Le dispositif littéraire le plus central de ce poème réside dans son inversion et son extension.
La première moitié (vers 1 à 11) : Elle dépeint de manière réaliste la vie déchirante et le regret profond (han) des familles séparées. Pendant cinquante longues années, elles ont vécu dans la nostalgie de leurs proches, serrant contre elles des photos décolorées, de la terre natale, des vêtements imprégnés de l'odeur maternelle et les couverts de la famille. Ces objets modestes mais précieux révèlent pleinement le poids des années endurées.
La seconde moitié (vers 12 à 16) : L'atmosphère du poème prend un tournant soudain. Le narrateur confesse : « Bien que je ne sois pas membre d'une famille séparée ». Pourtant, au moment où il est témoin de leur tragédie à travers l'écran de télévision, il ne reste pas un simple observateur. S'assimilant profondément à la souffrance d'autrui, il ressent une tristesse extrême, comme s'il était lui-même devenu membre d'une famille séparée, et passe la nuit blanche.

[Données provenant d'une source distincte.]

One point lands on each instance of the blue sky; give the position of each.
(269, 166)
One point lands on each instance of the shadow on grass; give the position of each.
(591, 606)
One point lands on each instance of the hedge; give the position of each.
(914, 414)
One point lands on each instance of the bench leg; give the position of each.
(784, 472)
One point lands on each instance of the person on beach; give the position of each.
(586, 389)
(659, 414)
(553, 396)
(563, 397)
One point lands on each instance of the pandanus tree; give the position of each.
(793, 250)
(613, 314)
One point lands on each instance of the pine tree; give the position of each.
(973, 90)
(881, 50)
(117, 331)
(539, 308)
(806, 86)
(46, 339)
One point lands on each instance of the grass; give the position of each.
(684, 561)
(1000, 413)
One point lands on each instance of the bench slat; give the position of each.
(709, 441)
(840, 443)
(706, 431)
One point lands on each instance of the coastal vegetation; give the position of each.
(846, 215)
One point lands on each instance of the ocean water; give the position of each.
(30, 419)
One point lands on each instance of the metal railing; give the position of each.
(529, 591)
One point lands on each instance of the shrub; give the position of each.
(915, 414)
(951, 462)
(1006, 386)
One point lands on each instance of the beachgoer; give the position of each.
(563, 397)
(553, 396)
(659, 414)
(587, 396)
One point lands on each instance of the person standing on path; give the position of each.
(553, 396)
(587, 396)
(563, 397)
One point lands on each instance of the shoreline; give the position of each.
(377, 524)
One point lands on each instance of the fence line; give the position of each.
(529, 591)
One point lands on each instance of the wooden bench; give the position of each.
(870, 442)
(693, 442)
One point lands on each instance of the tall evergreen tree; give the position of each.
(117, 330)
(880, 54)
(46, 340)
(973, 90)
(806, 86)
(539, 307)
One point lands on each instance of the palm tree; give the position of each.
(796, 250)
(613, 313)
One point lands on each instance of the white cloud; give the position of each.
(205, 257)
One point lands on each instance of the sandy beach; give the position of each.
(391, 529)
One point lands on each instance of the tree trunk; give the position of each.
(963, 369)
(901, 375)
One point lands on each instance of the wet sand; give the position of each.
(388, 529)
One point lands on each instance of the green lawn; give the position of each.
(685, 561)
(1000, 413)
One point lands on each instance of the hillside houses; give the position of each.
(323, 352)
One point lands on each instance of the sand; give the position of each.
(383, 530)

2. Critique littéraire : L'esthétique de la solidarité au-delà de la compassion
L'œuvre Retrouvailles 7 de Jung Ha-sun nous rappelle que la blessure historique de la division nationale n'est pas seulement le problème des victimes directes.

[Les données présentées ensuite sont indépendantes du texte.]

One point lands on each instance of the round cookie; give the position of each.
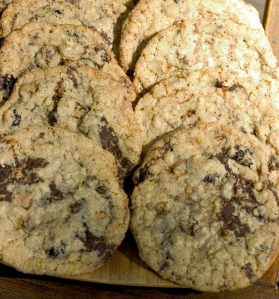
(205, 43)
(205, 209)
(207, 96)
(79, 99)
(62, 210)
(104, 16)
(150, 17)
(43, 45)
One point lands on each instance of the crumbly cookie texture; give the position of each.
(204, 43)
(150, 17)
(4, 4)
(43, 45)
(79, 99)
(205, 209)
(207, 96)
(62, 210)
(104, 16)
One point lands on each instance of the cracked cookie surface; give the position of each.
(150, 17)
(104, 16)
(42, 45)
(197, 44)
(79, 99)
(62, 210)
(205, 208)
(207, 96)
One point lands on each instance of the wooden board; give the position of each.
(125, 266)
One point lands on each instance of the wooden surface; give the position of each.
(126, 268)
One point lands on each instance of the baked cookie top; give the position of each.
(205, 209)
(207, 96)
(4, 3)
(79, 99)
(104, 16)
(43, 45)
(150, 17)
(205, 43)
(62, 211)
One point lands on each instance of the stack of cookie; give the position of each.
(205, 209)
(69, 135)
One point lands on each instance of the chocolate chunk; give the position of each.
(227, 212)
(109, 142)
(273, 164)
(9, 174)
(55, 193)
(5, 195)
(99, 48)
(92, 242)
(32, 163)
(32, 179)
(58, 94)
(231, 222)
(142, 175)
(219, 84)
(105, 250)
(130, 74)
(58, 251)
(70, 73)
(5, 172)
(243, 130)
(75, 2)
(270, 186)
(239, 157)
(102, 190)
(59, 12)
(105, 37)
(77, 206)
(210, 179)
(105, 57)
(249, 272)
(2, 40)
(17, 120)
(234, 87)
(6, 83)
(102, 33)
(164, 265)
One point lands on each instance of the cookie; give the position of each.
(4, 4)
(150, 17)
(106, 16)
(205, 209)
(197, 44)
(62, 210)
(79, 99)
(207, 96)
(43, 45)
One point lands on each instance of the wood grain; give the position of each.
(127, 269)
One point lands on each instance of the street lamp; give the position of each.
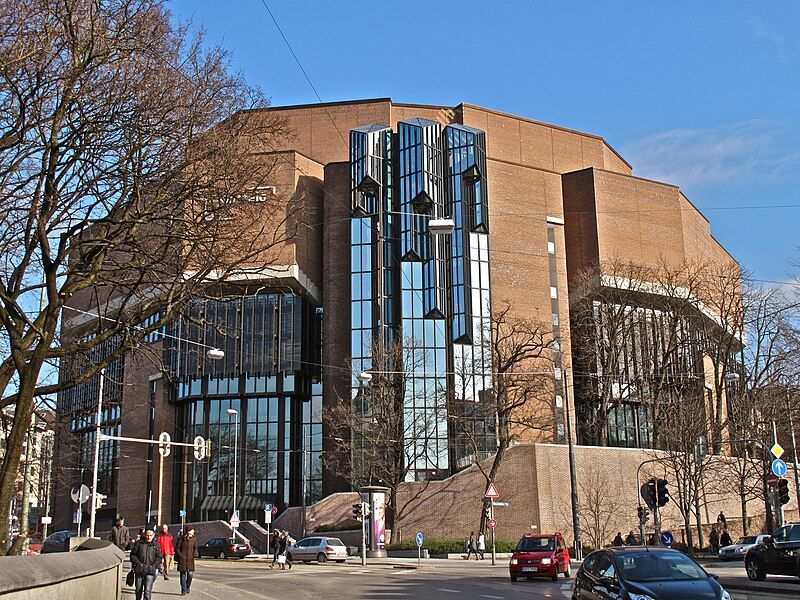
(235, 414)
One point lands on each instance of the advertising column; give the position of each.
(375, 497)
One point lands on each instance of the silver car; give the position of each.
(320, 549)
(739, 549)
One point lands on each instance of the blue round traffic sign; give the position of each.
(778, 467)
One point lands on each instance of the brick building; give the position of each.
(532, 205)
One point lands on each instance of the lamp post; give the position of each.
(235, 414)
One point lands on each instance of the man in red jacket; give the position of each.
(165, 542)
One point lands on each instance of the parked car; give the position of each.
(638, 573)
(540, 555)
(224, 548)
(739, 549)
(320, 549)
(57, 542)
(775, 555)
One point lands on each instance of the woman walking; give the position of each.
(185, 553)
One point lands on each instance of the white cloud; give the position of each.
(755, 148)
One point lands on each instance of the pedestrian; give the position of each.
(120, 536)
(472, 545)
(185, 553)
(166, 543)
(145, 560)
(275, 544)
(286, 541)
(713, 539)
(725, 540)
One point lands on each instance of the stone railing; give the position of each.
(91, 570)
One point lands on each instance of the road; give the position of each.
(435, 580)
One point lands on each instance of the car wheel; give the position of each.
(754, 571)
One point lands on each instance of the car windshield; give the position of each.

À travers des mots poétiques concrets et tactiles tels que « photo décolorée », « terre », « vêtements » et « couverts », le poète donne une forme vivante à la douleur de la séparation. En particulier, la dernière expression, « Le cœur submergé par l'émotion devant la télévision », montre parfaitement le pouvoir d'influence des médias modernes et l'inconscient collectif (han) du peuple coréen, qui se connecte au-delà du temps et de l'espace.
C'est un chef-d'œuvre qui élargit la tragédie de la division à la douleur de toute la nation grâce à une « solidarité émotionnelle » — la capacité de pleurer pour une souffrance que l'on n'a pas directement vécue.